Despite these limitations, this study raises an important concern with regards to the incidence of adverse events during procedural sedation in the ED in overweight and obese children.  Obesity is a serious and growing problem in the pediatric population, and can pose added risk for practitioners providing procedural sedation.  Previous studies have shown that overweight and obese children are at greater risk of adverse events when undergoing anesthesia (e.g. oxygen desaturation, difficult mask ventilation, airway obstruction, and bronchospasm), which would suggest that this same population may also be at greater risk of adverse events when undergoing procedural sedation4-7.  Although the findings of this study are not conclusive, they do suggest that this population may have a higher incidence of emesis during procedural sedation with IV ketamine, and that this population may benefit from emesis prophylaxis with ondansetron.  While this study is not conclusive as to whether or not there is a greater incidence of adverse events in this population, it does serve to bring attention to the serious concern that overweight and obese children are a high risk population when it comes to providing procedural sedation outside of the operating room. These patients require a higher level of care and vigilance than the general population, and there is a significant need to dedicate further prospective study with this subset of the population as the focus.
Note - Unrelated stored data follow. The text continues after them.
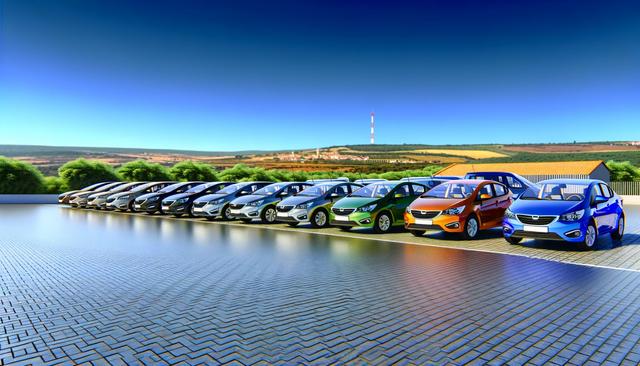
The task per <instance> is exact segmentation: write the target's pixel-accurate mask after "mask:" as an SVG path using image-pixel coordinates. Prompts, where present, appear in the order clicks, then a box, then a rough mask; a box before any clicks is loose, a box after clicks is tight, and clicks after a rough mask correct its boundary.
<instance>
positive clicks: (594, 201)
mask: <svg viewBox="0 0 640 366" xmlns="http://www.w3.org/2000/svg"><path fill="white" fill-rule="evenodd" d="M608 200H609V199H607V197H605V196H596V198H595V199H594V200H593V206H597V205H599V204H601V203H605V202H607V201H608Z"/></svg>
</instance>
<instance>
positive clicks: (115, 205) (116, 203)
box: [107, 199, 131, 210]
mask: <svg viewBox="0 0 640 366" xmlns="http://www.w3.org/2000/svg"><path fill="white" fill-rule="evenodd" d="M130 202H131V200H129V199H126V200H122V199H117V200H115V201H113V202H108V203H107V209H112V210H113V209H117V210H128V209H129V203H130Z"/></svg>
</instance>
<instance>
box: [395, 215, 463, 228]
mask: <svg viewBox="0 0 640 366" xmlns="http://www.w3.org/2000/svg"><path fill="white" fill-rule="evenodd" d="M466 220H467V217H466V216H459V215H443V214H440V215H438V216H436V217H433V218H431V219H421V218H417V217H415V216H413V215H412V214H411V213H409V212H405V213H404V227H405V228H406V229H407V230H441V231H446V232H448V233H461V232H463V231H464V225H465V223H466Z"/></svg>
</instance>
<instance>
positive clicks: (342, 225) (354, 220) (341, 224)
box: [329, 212, 374, 228]
mask: <svg viewBox="0 0 640 366" xmlns="http://www.w3.org/2000/svg"><path fill="white" fill-rule="evenodd" d="M373 222H374V220H373V214H372V213H371V212H353V213H351V214H349V215H347V216H338V215H335V214H334V213H331V220H330V222H329V223H330V224H331V225H333V226H347V227H369V228H370V227H373Z"/></svg>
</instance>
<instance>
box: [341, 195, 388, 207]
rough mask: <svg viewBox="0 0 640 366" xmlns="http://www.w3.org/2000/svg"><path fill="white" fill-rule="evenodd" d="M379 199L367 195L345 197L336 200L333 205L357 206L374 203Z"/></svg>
mask: <svg viewBox="0 0 640 366" xmlns="http://www.w3.org/2000/svg"><path fill="white" fill-rule="evenodd" d="M378 201H379V198H369V197H345V198H343V199H341V200H340V201H338V202H336V204H335V205H333V207H335V208H358V207H362V206H366V205H370V204H372V203H376V202H378Z"/></svg>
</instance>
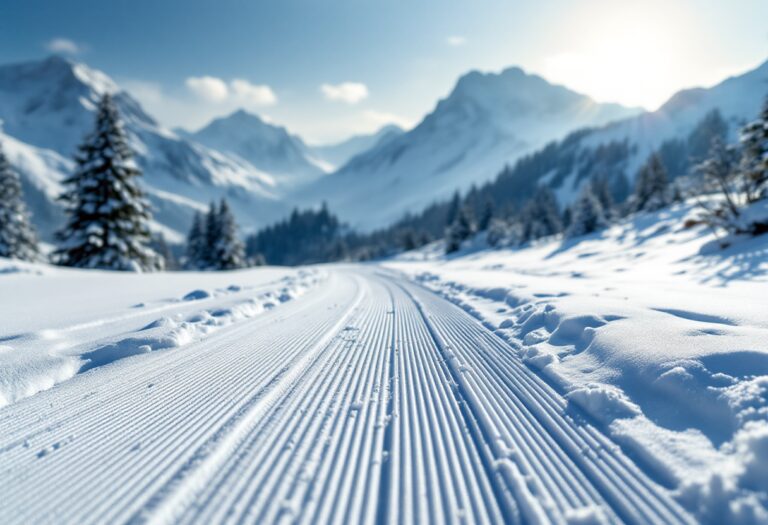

  1. Bhargava R et al.  Procedural pain management patterns in academic pediatric emergency departments.  Acad Emerg Med. 2007;14:479-482.
  2. Green SM et al. Predictors of emesis and recovery agitation with emergency department ketamine sedation: an individual-patient data meta-analysis of 8,282 children. Ann Emerg Med. 2009;54:171-180.
  3. National Center for Chronic Disease Prevention and Health Promotion.  Health Topics: Childhood Obesity.  Available at: Accessed June 18, 2011.
  4. Tait AR et al. Incidence and risk factors for perioperative adverse respiratory events in children who are obese.  Anesthesiology.  2008;108:375-380.
  5. El-Metainy S et al. Incidence of perioperative adverse events in obese children undergoing elective general surgery. Br J Anesth. 2010;106:359-363.
  6. Setzer N et al. Childhood obesity and anesthetic morbidity.  Pediatr Anesth. 2006;17:321-326.
  7. Naflu O et al. Childhood body mass index and perioperative complications.  Pediatr Anesth. 2007;17:426-430.